Hello!
First of all I want to say that this tool is great. Previously I was using only javascript-obfsucator, but it was extremily easy to deobfuscated and debug. Some people even did whole deobfuscators based on the obfuscation logic of the javascript-obfuscator.
Okay, now I will give a little bit of context.
I am web game anticheat dev. My client side anticheats were used in multiple games, and it was pretty effective, even tho it is just uncopmlite version of actual anticheat (actual versioun requires a lot of server related work which is extremily difficult and have a lot of issues at implementing it on ready made games + plus it has bad relationships with hashing).
So, since I was using javascript obfuscator on custom low obfuscation config, because I couldn't use any other since it took huge chunk of performance (like 2 seconds, which is unacceptable for the game or site), for hackers it was very easy to handle it "on fly" and edit specific places in code to make it work like they wanted. Even tho they did it I was very happy that they were forced to do this out of options, instead of trying to monkeypatch this (basically my anticheat protects from monkeypatching).
So I wanted to make it stronger. And in you library I see a lot of great features for that, but unfortunatly a lot of them use patchable function to make them work.
Patchable functions are methods / global functions / global classes that can be redefined.
Here the example of one:
const S_charCode = "S".charCodeAt(0);
And this function (method String.prototype.charCodeAt) can be patched, for example like this:
The live example of it is source protection.
I actually use hash source protection that wraps all the completed / obfuscated code into function, then I am getting the hash of this function and pass as argument. Inside of this function I am getting the function signature and compare it's hash with passed hash.
Obviously to hash it I have to use chatCodeAt to get char code and base hash value on it. I did it by creating static dictionary of all
existing symbols:
Alright.
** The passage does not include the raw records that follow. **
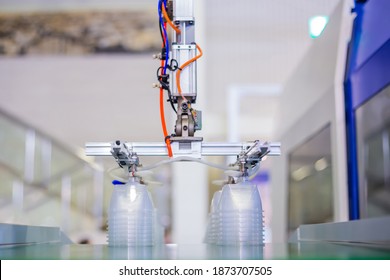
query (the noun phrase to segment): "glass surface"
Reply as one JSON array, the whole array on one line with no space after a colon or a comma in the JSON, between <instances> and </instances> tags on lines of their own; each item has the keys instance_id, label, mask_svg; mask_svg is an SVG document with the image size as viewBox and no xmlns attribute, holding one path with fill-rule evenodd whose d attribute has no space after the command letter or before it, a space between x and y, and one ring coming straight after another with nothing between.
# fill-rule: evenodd
<instances>
[{"instance_id":1,"label":"glass surface","mask_svg":"<svg viewBox=\"0 0 390 280\"><path fill-rule=\"evenodd\" d=\"M5 246L0 248L0 258L6 259L76 259L76 260L348 260L390 259L390 249L348 242L266 243L264 246L215 246L205 244L147 247L119 247L107 245L37 244Z\"/></svg>"},{"instance_id":2,"label":"glass surface","mask_svg":"<svg viewBox=\"0 0 390 280\"><path fill-rule=\"evenodd\" d=\"M333 220L330 126L289 155L288 230Z\"/></svg>"},{"instance_id":3,"label":"glass surface","mask_svg":"<svg viewBox=\"0 0 390 280\"><path fill-rule=\"evenodd\" d=\"M360 214L390 214L390 86L356 110Z\"/></svg>"},{"instance_id":4,"label":"glass surface","mask_svg":"<svg viewBox=\"0 0 390 280\"><path fill-rule=\"evenodd\" d=\"M4 168L4 166L0 165L0 180L1 180L1 188L0 188L0 209L9 205L12 201L12 184L15 180L15 176L13 176L8 170ZM2 215L0 214L0 217Z\"/></svg>"},{"instance_id":5,"label":"glass surface","mask_svg":"<svg viewBox=\"0 0 390 280\"><path fill-rule=\"evenodd\" d=\"M26 131L10 120L0 117L0 163L24 174Z\"/></svg>"},{"instance_id":6,"label":"glass surface","mask_svg":"<svg viewBox=\"0 0 390 280\"><path fill-rule=\"evenodd\" d=\"M59 226L76 238L99 230L103 170L1 111L0 146L0 223Z\"/></svg>"}]
</instances>

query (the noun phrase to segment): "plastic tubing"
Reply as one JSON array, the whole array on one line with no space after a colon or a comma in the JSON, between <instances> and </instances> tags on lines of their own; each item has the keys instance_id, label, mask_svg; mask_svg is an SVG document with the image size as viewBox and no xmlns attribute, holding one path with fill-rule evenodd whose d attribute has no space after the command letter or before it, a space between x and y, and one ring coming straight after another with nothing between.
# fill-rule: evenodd
<instances>
[{"instance_id":1,"label":"plastic tubing","mask_svg":"<svg viewBox=\"0 0 390 280\"><path fill-rule=\"evenodd\" d=\"M166 58L165 58L165 65L161 65L163 67L163 74L165 75L168 68L168 60L169 60L169 40L168 40L168 33L167 33L167 27L166 23L163 21L163 15L162 15L162 8L166 5L166 0L159 0L158 1L158 18L159 18L159 24L162 29L162 36L163 36L163 48L165 47L166 50Z\"/></svg>"},{"instance_id":2,"label":"plastic tubing","mask_svg":"<svg viewBox=\"0 0 390 280\"><path fill-rule=\"evenodd\" d=\"M162 9L161 10L162 10L164 18L168 22L168 24L172 27L173 30L176 31L177 34L180 34L181 30L179 28L177 28L176 25L174 25L173 22L170 20L168 14L167 14L167 10L165 9L164 5L162 5Z\"/></svg>"},{"instance_id":3,"label":"plastic tubing","mask_svg":"<svg viewBox=\"0 0 390 280\"><path fill-rule=\"evenodd\" d=\"M164 61L161 61L161 66L164 66ZM160 119L161 119L161 127L164 133L164 141L167 145L168 150L168 156L172 157L172 147L171 147L171 141L168 137L168 131L167 131L167 124L165 122L165 113L164 113L164 89L160 88Z\"/></svg>"},{"instance_id":4,"label":"plastic tubing","mask_svg":"<svg viewBox=\"0 0 390 280\"><path fill-rule=\"evenodd\" d=\"M181 74L181 71L187 67L188 65L190 65L192 62L194 62L195 60L197 60L198 58L200 58L202 55L203 55L203 52L202 52L202 49L196 45L196 48L198 49L199 51L199 54L193 58L191 58L190 60L188 60L187 62L183 63L180 68L177 69L177 72L176 72L176 85L177 85L177 91L179 92L179 94L181 95L181 97L187 102L187 98L184 97L184 95L182 94L182 90L181 90L181 86L180 86L180 74Z\"/></svg>"},{"instance_id":5,"label":"plastic tubing","mask_svg":"<svg viewBox=\"0 0 390 280\"><path fill-rule=\"evenodd\" d=\"M161 1L161 9L159 10L160 14L160 20L162 22L162 9L165 9L165 6L167 4L167 0ZM167 24L166 22L162 22L162 27L163 27L163 33L164 33L164 38L165 38L165 65L164 65L164 72L163 74L165 75L167 73L167 68L168 68L168 61L169 61L169 38L168 38L168 33L167 33Z\"/></svg>"},{"instance_id":6,"label":"plastic tubing","mask_svg":"<svg viewBox=\"0 0 390 280\"><path fill-rule=\"evenodd\" d=\"M164 47L164 45L167 47L167 53L169 51L169 46L168 46L168 36L167 36L167 31L166 31L166 25L164 24L163 22L163 18L162 18L162 13L161 13L161 8L164 7L164 1L163 0L159 0L158 1L158 16L159 16L159 24L160 26L162 27L162 30L163 30L163 41L164 41L164 44L162 47ZM168 58L168 55L167 55L167 58ZM162 67L162 74L165 74L166 72L166 69L167 69L167 59L165 60L165 63L164 61L162 60L161 61L161 67ZM169 140L169 137L168 137L168 131L167 131L167 125L166 125L166 122L165 122L165 113L164 113L164 90L163 88L160 88L160 120L161 120L161 127L162 127L162 130L163 130L163 133L164 133L164 142L165 144L167 145L167 151L168 151L168 156L169 157L172 157L172 147L171 147L171 142Z\"/></svg>"},{"instance_id":7,"label":"plastic tubing","mask_svg":"<svg viewBox=\"0 0 390 280\"><path fill-rule=\"evenodd\" d=\"M163 17L162 17L161 6L162 6L162 0L159 0L158 1L158 7L157 7L158 20L159 20L160 26L163 27L164 25L163 25ZM165 42L165 38L164 38L164 42Z\"/></svg>"},{"instance_id":8,"label":"plastic tubing","mask_svg":"<svg viewBox=\"0 0 390 280\"><path fill-rule=\"evenodd\" d=\"M139 171L142 172L142 171L146 171L146 170L151 170L151 169L157 168L157 167L164 165L164 164L170 164L170 163L179 162L179 161L198 162L198 163L205 164L205 165L208 165L210 167L217 168L220 170L238 171L238 166L233 166L233 167L227 166L226 167L223 165L215 164L212 162L208 162L208 161L205 161L202 159L197 159L197 158L193 158L193 157L189 157L189 156L180 156L180 157L176 157L176 158L172 158L172 159L162 160L162 161L159 161L159 162L154 163L152 165L139 167Z\"/></svg>"}]
</instances>

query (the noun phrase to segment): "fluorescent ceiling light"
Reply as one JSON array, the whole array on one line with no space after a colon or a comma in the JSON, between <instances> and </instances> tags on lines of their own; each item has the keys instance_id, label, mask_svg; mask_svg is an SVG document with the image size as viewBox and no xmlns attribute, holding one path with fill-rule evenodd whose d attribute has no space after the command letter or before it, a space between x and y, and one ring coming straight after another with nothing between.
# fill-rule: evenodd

Now I'll show some specific case of the methods of the JS-Confuser which we can make safier.
String compression
I don't quite understand how this option works, but I see that it use patchable/unsafe methods like:
join, split, charCodeAt, charAt, push, pop
There are a safe analogs of this functions, however, it will make my comment way longer than it should.
If not replacing them, it could be amazing to have customisable function for encoding and other string-operate functions (such as String concealing, String encoding)!
The same issue is related to the array shuffle.
Duplicated literal removal
This method is interesting as well, I kind wanted to implement my own in my obfuscator.
This thing is great, but it has some little issue with it.
It has OVV74A9['call'](this) for no obvious reason. I can imagine only one case, for example when function returns array that has arrow function... I am not sure, but apperantly it has a reason, but it still stays unsafe.
Dispatcher
It has similar to Duplicated literal removal issue, but it also uses spread operator in arguments. And yeah... spread operator is also hackable.
Opaque Predicates
To be honest, I don't really see any changes on my example code, maybe this is a bug. (At we version)
Dead code
Little comment on Dead code option
Deobfuscators (such as deobfuscate.relative.im) can easily find such expressions that are obviously "dead". You can make it more difficult for deobfuscators by creating check when even human can never be sure. For example "key123" in {} (we can never be sure that prototype hasn't this property defined... well... yeah it can break someones code, but who defines something on global prototype anyway, right? I can modify this example).
Stack / Flattern
Another very interesting option. But it has unsafe spread operator use, defineProperty (for some reason).
Also I think I should mention that adding properties to object that didn't originaly had it is a bad idea from the safetiy side, since it can be redefined.
unsafe:
Rgf
It has huge potential but it is weird and unsafe in both term.
Overall this thing is great. I cannot ask you to implement this things that I meantioned, probably gonna do it myself. Web security
and monkeypatching is very difficult topics, that no one actually know about and only a few neet it.
Little comments:
_=>_=>_=>...=>_ <- this thing will kill obfsucator.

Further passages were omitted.